Direktur Pelayanan Terpadu Satu Pintu dan Humas Badan Pengusahaan (BP) Batam, Dwi Djoko Wiwoho di Batam, mengatakan pengembangan infrastruktur akan mulai dikerjakan tahun ini termasuk pengembangan kargo bandara internasional Hang Nadim yang perlu ditambah.

"Untuk jalan tol sudah kami serahkan ke Pengembangan Jalan Tol (BPJT), sementara Februari nanti akan ada penandatanganan nota kesepahaman (MoU) dengan Direktorat Jenderal Perkeretaapian untuk penggarapan mono rail. Pengembangan ini untuk mengimbangi pembangunan infrastruktur yang juga dilakukan negara-negara lain di ASEAN," kata dia.

Pengembangan Infrastruktur, kata Djoko, sebagai langkah awal untuk membangun sektor ekonomi riil Batam saat tren realisasi investasi di kawasan tersebut tumbuh positif dalam dua tahun terakhir dan mendukung target investasi pada 2012 sebanyak 100 Penanam Modal Asing (PMA) baru.

BP Batam merencanakan pembangunan jalan tol untuk jalur Batuampar-Mukakuning-Bandara Hang Nadim sepanjang 24 kilometer. Proyek jalan tol ini akan menelan biaya Rp1,6 triliun.

Bandara Internasional Hang Nadim, kata Djoko, berdasarkan rencana disain BP Batam, daya tampung terminal akan ditingkatkan bertahap menjadi 8,3 juta penumpang pertahun dari daya tampung sekarang 3,3 juta penumpang pertahun. Karena pada 2010 pergerakan penumpang mencapai 3,33 juta sementara pada 2011 BP Batam perkirakan juga sudah melewati daya tampung normal.
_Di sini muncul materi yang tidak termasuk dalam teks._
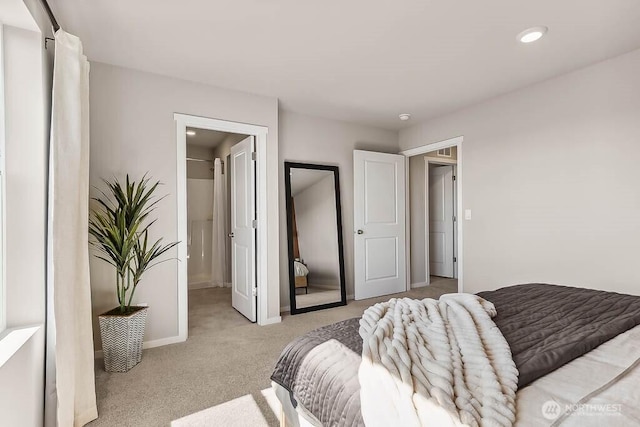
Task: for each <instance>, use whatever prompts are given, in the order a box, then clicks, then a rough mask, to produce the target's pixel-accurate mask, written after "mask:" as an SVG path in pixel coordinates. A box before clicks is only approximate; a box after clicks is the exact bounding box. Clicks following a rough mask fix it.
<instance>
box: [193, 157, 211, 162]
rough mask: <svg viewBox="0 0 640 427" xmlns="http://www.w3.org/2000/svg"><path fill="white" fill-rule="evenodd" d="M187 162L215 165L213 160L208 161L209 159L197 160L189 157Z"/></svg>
mask: <svg viewBox="0 0 640 427" xmlns="http://www.w3.org/2000/svg"><path fill="white" fill-rule="evenodd" d="M187 161H189V162H207V163H213V160H207V159H196V158H194V157H187Z"/></svg>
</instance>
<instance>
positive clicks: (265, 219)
mask: <svg viewBox="0 0 640 427" xmlns="http://www.w3.org/2000/svg"><path fill="white" fill-rule="evenodd" d="M173 118H174V120H175V122H176V144H177V155H176V157H177V159H176V161H177V169H176V170H177V188H176V202H177V213H178V217H177V221H178V240H179V241H180V243H179V244H178V261H179V262H178V336H179V337H180V338H181V340H182V341H185V340H186V339H187V336H188V321H189V310H188V284H187V282H188V281H187V168H186V158H187V136H186V131H187V127H195V128H199V129H208V130H216V131H220V132H230V133H239V134H243V135H253V136H254V137H255V140H256V153H257V160H256V173H257V178H258V187H257V188H256V194H257V205H256V207H257V209H256V210H257V220H258V231H257V235H258V245H257V248H256V263H257V266H256V272H257V278H256V280H257V283H256V284H257V288H258V305H257V310H258V324H259V325H268V324H271V323H277V322H279V321H280V316H276V317H271V318H269V317H267V316H268V295H269V289H268V280H267V252H268V251H267V161H266V160H267V134H268V133H269V129H268V128H267V127H266V126H257V125H251V124H247V123H239V122H231V121H226V120H218V119H210V118H207V117H199V116H191V115H188V114H180V113H175V114H174V115H173Z"/></svg>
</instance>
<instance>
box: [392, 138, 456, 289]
mask: <svg viewBox="0 0 640 427" xmlns="http://www.w3.org/2000/svg"><path fill="white" fill-rule="evenodd" d="M462 142H463V137H462V136H460V137H456V138H452V139H448V140H445V141H441V142H437V143H434V144H428V145H424V146H422V147H417V148H414V149H411V150H407V151H404V152H402V153H401V154H403V155H404V156H405V157H406V158H407V160H408V161H407V169H408V171H407V174H406V176H407V181H408V183H409V192H408V195H409V196H408V197H407V236H408V239H407V240H408V242H407V251H408V253H409V254H410V256H409V257H407V277H408V279H409V280H408V281H407V283H408V285H407V289H410V288H414V287H420V286H427V285H431V284H435V283H440V284H442V283H455V284H456V285H457V289H458V292H463V267H462V266H463V256H462V255H463V252H462V247H463V246H462V242H463V235H462V221H461V219H462Z"/></svg>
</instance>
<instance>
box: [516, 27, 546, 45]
mask: <svg viewBox="0 0 640 427" xmlns="http://www.w3.org/2000/svg"><path fill="white" fill-rule="evenodd" d="M548 30H549V29H548V28H547V27H542V26H540V27H532V28H527V29H526V30H524V31H523V32H521V33H520V34H518V40H519V41H520V42H521V43H532V42H534V41H536V40H540V39H541V38H542V36H544V35H545V34H546V33H547V31H548Z"/></svg>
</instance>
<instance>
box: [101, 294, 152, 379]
mask: <svg viewBox="0 0 640 427" xmlns="http://www.w3.org/2000/svg"><path fill="white" fill-rule="evenodd" d="M131 308H132V309H137V310H136V311H135V312H133V313H131V314H126V315H122V314H118V311H119V310H120V309H119V308H117V309H113V310H111V311H108V312H106V313H104V314H101V315H100V316H98V321H99V323H100V335H101V336H102V352H103V353H104V370H105V371H107V372H127V371H128V370H129V369H131V368H133V367H134V366H136V365H137V364H138V363H140V361H141V360H142V340H143V339H144V327H145V324H146V321H147V309H148V308H147V307H131Z"/></svg>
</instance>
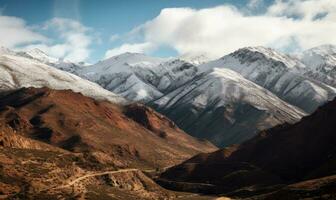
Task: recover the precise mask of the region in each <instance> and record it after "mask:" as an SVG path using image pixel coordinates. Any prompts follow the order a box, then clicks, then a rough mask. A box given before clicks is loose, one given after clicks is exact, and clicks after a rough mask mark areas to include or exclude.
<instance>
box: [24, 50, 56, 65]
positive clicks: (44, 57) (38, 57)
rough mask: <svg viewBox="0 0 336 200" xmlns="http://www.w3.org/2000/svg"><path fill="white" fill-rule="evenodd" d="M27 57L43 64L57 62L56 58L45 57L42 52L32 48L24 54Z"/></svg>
mask: <svg viewBox="0 0 336 200" xmlns="http://www.w3.org/2000/svg"><path fill="white" fill-rule="evenodd" d="M24 53H25V54H27V55H28V56H30V57H32V58H33V59H36V60H39V61H41V62H43V63H56V62H57V61H58V59H57V58H53V57H51V56H49V55H47V54H46V53H45V52H44V51H42V50H40V49H38V48H34V49H31V50H28V51H25V52H24Z"/></svg>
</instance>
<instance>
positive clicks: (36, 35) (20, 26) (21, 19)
mask: <svg viewBox="0 0 336 200" xmlns="http://www.w3.org/2000/svg"><path fill="white" fill-rule="evenodd" d="M46 40H47V38H46V37H44V36H43V35H41V34H39V33H36V32H34V31H33V30H32V29H31V27H29V26H27V25H26V23H25V21H24V20H22V19H20V18H17V17H9V16H0V45H1V46H5V47H8V48H14V47H15V46H17V45H22V44H26V43H32V42H41V41H46Z"/></svg>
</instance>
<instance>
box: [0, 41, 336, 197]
mask: <svg viewBox="0 0 336 200" xmlns="http://www.w3.org/2000/svg"><path fill="white" fill-rule="evenodd" d="M321 49H325V50H321ZM332 49H333V48H331V47H330V46H321V47H316V48H315V49H312V50H308V51H307V52H310V51H311V52H313V53H307V52H303V53H302V55H301V54H300V55H298V56H296V57H295V56H294V55H285V54H282V53H280V52H277V51H275V50H273V49H269V48H264V47H247V48H243V49H239V50H237V51H235V52H233V53H231V54H228V55H226V56H224V57H222V58H219V59H217V60H213V61H204V60H203V59H202V60H197V61H194V62H193V61H192V60H190V58H188V57H186V58H185V60H184V58H183V57H180V58H176V59H175V58H169V59H163V58H154V57H149V56H146V55H144V54H138V53H125V54H121V55H118V56H114V57H111V58H108V59H106V60H104V61H100V62H98V63H97V64H94V65H91V66H90V65H89V66H81V65H78V64H75V63H66V62H65V61H62V62H65V63H62V62H61V61H59V60H57V59H53V58H52V57H49V56H48V55H47V54H45V53H43V52H42V51H40V50H34V51H30V52H15V51H11V50H9V49H7V50H5V49H2V53H1V55H0V69H1V70H2V72H1V73H2V74H1V79H0V83H1V87H0V163H1V171H0V184H1V185H0V197H1V198H4V199H6V198H7V199H60V198H64V199H186V200H188V199H190V200H192V199H195V200H197V199H304V198H311V199H316V198H321V199H332V198H333V195H334V193H333V192H334V191H335V190H334V189H335V188H336V187H335V183H336V179H335V177H334V176H335V161H334V158H335V155H334V154H335V152H336V151H335V148H334V144H335V143H336V140H335V137H334V134H333V133H334V132H335V127H334V124H335V123H334V119H335V116H334V115H335V112H334V111H335V100H333V98H334V97H335V96H336V95H335V91H336V89H335V88H334V86H333V84H332V82H330V81H329V79H326V81H322V79H321V78H316V77H322V75H321V73H324V72H326V70H320V71H318V72H314V73H313V71H314V70H315V71H316V70H317V69H320V68H316V65H317V64H316V63H315V65H314V67H313V66H310V65H308V64H307V60H309V59H310V58H309V56H314V57H315V56H316V54H317V53H316V52H318V53H319V55H320V54H321V55H320V56H322V58H321V59H322V60H323V58H324V57H326V59H327V60H328V62H327V61H326V63H324V62H322V61H320V62H321V63H322V64H321V66H320V67H322V66H328V67H330V65H332V63H330V62H329V60H330V59H331V58H330V56H331V57H332V56H334V54H333V53H330V55H329V54H328V53H326V51H327V52H329V51H332ZM320 52H323V54H322V53H320ZM323 56H324V57H323ZM303 57H304V58H303ZM187 58H188V59H187ZM200 58H202V57H200ZM200 58H198V59H200ZM332 66H335V67H336V65H332ZM317 73H319V75H318V76H317V75H316V74H317ZM312 74H315V75H312ZM323 76H327V77H330V76H332V73H329V72H327V73H326V74H325V75H323ZM284 147H285V148H284Z"/></svg>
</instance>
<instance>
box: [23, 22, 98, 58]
mask: <svg viewBox="0 0 336 200" xmlns="http://www.w3.org/2000/svg"><path fill="white" fill-rule="evenodd" d="M43 29H45V30H52V31H55V32H56V34H57V35H58V37H59V38H58V39H59V40H60V41H61V42H58V43H57V42H56V43H53V44H50V45H48V44H37V45H36V44H35V45H30V46H28V47H27V48H35V47H38V48H40V49H41V50H43V51H46V52H47V53H48V54H50V55H52V56H54V57H57V58H63V59H66V60H70V61H73V62H80V61H85V60H87V59H88V58H89V56H90V51H91V50H90V45H91V43H92V41H93V39H94V38H93V36H91V35H90V31H91V30H90V29H89V28H87V27H85V26H84V25H82V24H81V23H80V22H78V21H76V20H71V19H65V18H53V19H51V20H49V21H47V22H46V23H45V24H44V26H43Z"/></svg>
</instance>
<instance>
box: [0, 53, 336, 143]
mask: <svg viewBox="0 0 336 200" xmlns="http://www.w3.org/2000/svg"><path fill="white" fill-rule="evenodd" d="M1 52H3V53H1ZM311 52H312V50H311ZM314 52H316V50H314ZM317 52H319V54H322V53H321V52H323V53H324V54H323V55H324V56H320V58H321V59H320V61H319V62H317V59H313V57H316V55H315V53H314V56H313V57H311V58H310V57H309V56H311V55H313V53H303V54H302V55H305V56H301V55H299V56H296V57H295V56H288V55H284V54H282V53H279V52H277V51H274V50H272V49H268V48H264V47H248V48H243V49H239V50H237V51H235V52H233V53H231V54H229V55H227V56H224V57H222V58H220V59H217V60H215V61H210V62H205V63H203V61H200V60H201V59H198V57H197V58H195V57H191V56H189V57H188V56H184V57H183V56H182V57H181V58H177V59H163V58H153V57H149V56H146V55H143V54H138V53H125V54H121V55H119V56H114V57H111V58H109V59H106V60H103V61H100V62H98V63H97V64H94V65H90V66H83V67H82V66H78V65H77V64H74V65H68V63H67V61H63V63H66V64H65V65H64V66H63V67H62V65H59V63H60V61H61V60H57V59H53V58H51V57H49V56H47V55H46V54H44V53H43V52H40V51H37V50H34V51H31V52H25V53H15V52H12V51H10V50H8V49H0V55H1V61H0V63H1V68H3V70H4V73H3V74H4V75H2V76H1V77H0V78H1V80H2V82H3V84H2V89H3V90H5V89H10V88H18V87H28V86H34V87H43V86H47V87H51V88H54V89H72V90H74V91H77V92H81V93H83V94H84V95H87V96H90V95H91V96H93V97H95V98H98V99H100V98H105V99H109V100H110V101H114V100H115V101H118V100H119V99H118V98H119V97H117V96H115V94H117V95H119V96H121V97H124V98H126V99H128V100H130V101H137V102H143V103H147V104H148V105H150V106H152V107H154V108H156V109H157V110H158V111H160V112H162V113H164V114H166V115H167V116H168V117H170V118H171V119H172V120H173V121H174V122H175V123H177V124H178V125H179V126H180V127H181V128H183V129H184V130H185V131H186V132H188V133H190V134H191V135H193V136H196V137H200V138H206V139H210V140H211V141H212V142H214V143H215V144H218V145H220V146H226V145H229V144H233V143H239V142H242V141H244V140H246V139H248V138H250V137H252V136H253V135H254V134H255V133H256V132H257V131H258V130H261V129H265V128H269V127H272V126H274V125H276V124H279V123H284V122H289V123H292V122H295V121H297V120H298V119H299V118H301V117H302V116H304V115H305V112H313V111H314V110H315V109H316V108H317V107H318V106H320V105H321V104H323V103H325V102H326V101H328V100H331V99H332V98H333V97H335V94H336V89H335V88H334V87H333V86H332V84H331V83H329V82H326V81H323V80H320V79H321V78H319V76H313V75H311V74H312V72H313V71H314V72H316V71H318V74H319V75H321V74H322V75H323V76H330V77H332V73H324V72H325V71H327V70H325V69H323V70H316V69H320V67H314V66H323V67H324V68H326V69H329V68H328V67H326V66H329V67H332V66H333V65H332V63H333V58H332V56H333V53H332V52H333V51H332V50H330V49H328V51H327V52H325V51H324V50H323V51H322V50H319V51H317ZM308 58H310V59H311V60H313V61H316V63H317V64H316V63H314V62H312V61H310V60H309V59H308ZM200 63H203V64H200ZM321 63H325V65H324V64H323V65H322V64H321ZM50 66H53V67H54V68H59V69H62V70H64V71H68V72H72V73H73V74H76V75H78V76H80V77H82V78H84V79H87V80H90V81H92V82H95V83H97V84H99V85H100V86H102V87H103V88H105V89H107V90H109V91H111V92H108V91H106V90H104V89H102V88H101V87H99V86H98V85H96V84H94V83H92V82H89V81H85V80H83V79H81V78H79V77H77V76H74V75H71V74H69V73H66V72H62V71H60V70H57V69H54V68H52V67H50ZM13 67H14V68H13ZM31 69H32V70H31ZM11 74H14V75H11ZM325 74H327V75H325ZM322 75H321V77H322ZM26 77H27V78H26ZM41 77H42V80H41ZM1 80H0V81H1ZM330 80H332V79H331V78H330ZM116 99H117V100H116ZM292 105H294V106H292ZM298 107H299V108H301V109H302V110H304V111H305V112H303V111H301V110H300V109H299V108H298Z"/></svg>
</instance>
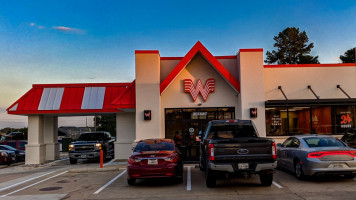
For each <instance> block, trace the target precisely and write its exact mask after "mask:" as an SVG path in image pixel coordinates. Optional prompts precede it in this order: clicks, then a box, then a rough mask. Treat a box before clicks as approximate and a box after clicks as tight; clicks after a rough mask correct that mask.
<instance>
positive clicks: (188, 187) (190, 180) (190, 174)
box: [187, 166, 192, 191]
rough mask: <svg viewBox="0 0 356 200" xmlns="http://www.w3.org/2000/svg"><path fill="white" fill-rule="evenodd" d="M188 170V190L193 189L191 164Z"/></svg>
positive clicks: (187, 179)
mask: <svg viewBox="0 0 356 200" xmlns="http://www.w3.org/2000/svg"><path fill="white" fill-rule="evenodd" d="M187 168H188V171H187V191H191V190H192V177H191V173H190V168H191V166H187Z"/></svg>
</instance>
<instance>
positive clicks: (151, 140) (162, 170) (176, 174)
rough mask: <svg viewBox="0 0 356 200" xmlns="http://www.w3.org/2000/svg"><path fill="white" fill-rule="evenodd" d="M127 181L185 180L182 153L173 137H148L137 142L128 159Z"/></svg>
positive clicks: (134, 181) (133, 184)
mask: <svg viewBox="0 0 356 200" xmlns="http://www.w3.org/2000/svg"><path fill="white" fill-rule="evenodd" d="M127 171H128V173H127V183H128V184H129V185H135V182H136V179H146V178H160V177H167V178H176V179H177V181H178V182H180V183H181V182H182V181H183V159H182V154H181V153H180V152H179V150H178V149H177V148H176V146H175V144H174V141H173V140H171V139H146V140H141V141H139V142H138V143H137V145H136V147H135V148H134V150H133V153H132V155H131V156H130V157H129V159H128V166H127Z"/></svg>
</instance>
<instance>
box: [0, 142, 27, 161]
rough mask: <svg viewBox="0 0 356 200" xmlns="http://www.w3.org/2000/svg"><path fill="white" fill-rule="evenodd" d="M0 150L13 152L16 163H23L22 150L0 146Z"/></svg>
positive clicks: (22, 154) (1, 145) (24, 160)
mask: <svg viewBox="0 0 356 200" xmlns="http://www.w3.org/2000/svg"><path fill="white" fill-rule="evenodd" d="M0 150H8V151H14V152H15V155H16V162H22V161H25V155H26V153H25V151H24V150H19V149H15V148H14V147H12V146H9V145H0Z"/></svg>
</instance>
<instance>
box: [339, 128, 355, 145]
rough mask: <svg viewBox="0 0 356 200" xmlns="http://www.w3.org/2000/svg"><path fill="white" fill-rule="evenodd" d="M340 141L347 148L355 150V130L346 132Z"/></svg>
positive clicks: (348, 130)
mask: <svg viewBox="0 0 356 200" xmlns="http://www.w3.org/2000/svg"><path fill="white" fill-rule="evenodd" d="M341 141H343V142H345V143H346V144H347V146H349V147H352V148H356V129H349V130H347V131H346V133H345V134H344V135H343V136H342V138H341Z"/></svg>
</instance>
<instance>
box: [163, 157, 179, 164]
mask: <svg viewBox="0 0 356 200" xmlns="http://www.w3.org/2000/svg"><path fill="white" fill-rule="evenodd" d="M164 161H166V162H171V163H176V162H178V157H177V156H172V157H167V158H164Z"/></svg>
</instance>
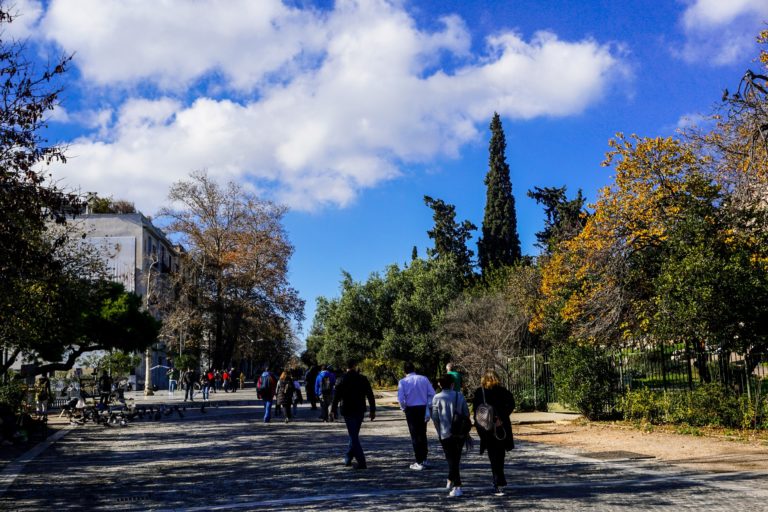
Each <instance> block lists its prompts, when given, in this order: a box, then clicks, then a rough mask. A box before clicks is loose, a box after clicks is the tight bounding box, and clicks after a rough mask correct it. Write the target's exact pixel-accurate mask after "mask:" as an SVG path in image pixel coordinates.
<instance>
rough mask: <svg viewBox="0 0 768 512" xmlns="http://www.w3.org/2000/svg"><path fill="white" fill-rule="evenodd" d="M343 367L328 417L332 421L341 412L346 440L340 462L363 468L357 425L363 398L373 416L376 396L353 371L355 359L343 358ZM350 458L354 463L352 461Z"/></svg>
mask: <svg viewBox="0 0 768 512" xmlns="http://www.w3.org/2000/svg"><path fill="white" fill-rule="evenodd" d="M346 366H347V371H346V372H345V373H344V375H342V376H341V377H340V378H339V383H338V385H337V386H336V392H335V393H334V396H333V402H332V405H331V411H330V412H329V415H328V418H329V420H330V421H333V420H334V419H335V418H336V416H337V415H338V414H339V413H341V415H342V416H344V423H345V424H346V426H347V434H348V435H349V443H348V445H347V452H346V454H345V455H344V465H345V466H352V467H354V468H355V469H367V468H368V464H367V462H366V460H365V452H363V446H362V445H361V444H360V428H361V427H362V425H363V418H364V417H365V401H366V400H368V407H369V417H370V419H371V421H373V420H374V418H376V399H375V398H374V396H373V389H371V383H370V382H368V379H367V378H366V377H365V376H364V375H361V374H360V373H359V372H358V371H357V361H355V360H350V361H348V362H347V365H346ZM352 459H354V463H353V461H352Z"/></svg>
"Perluasan daya tampung bandara dan kargo bandara saat ini masih dalam pembahasan untuk menentukan berapa besar dana yang dibutuhkan dan perluasannya seperti apa," kata dia.

Untuk monorail kata dia, setelah penandatanganan nota kesepahaman pada Februari nanti, Direktorat Jenderal (Ditjen) perkeretaapian akan melakukan survey untuk menentukan model yang cocok dibanngun di Batam.

"Desainnya ditentukan oleh Ditjen," kata dia.

Infrastruktur lain yang akan dibenahi adalah pelabuhan domestik Sekupang dan Telaga Punggur masing-masing Rp40 miliar yang akan dikerjakan mulai awal tahun 2013 mendatang.

"Dua pelabuhan tersebut sebagai penghubung antar daerah, maka kapasitas dan kualitasnya juga perlu ditingkatkan," ucap Djoko.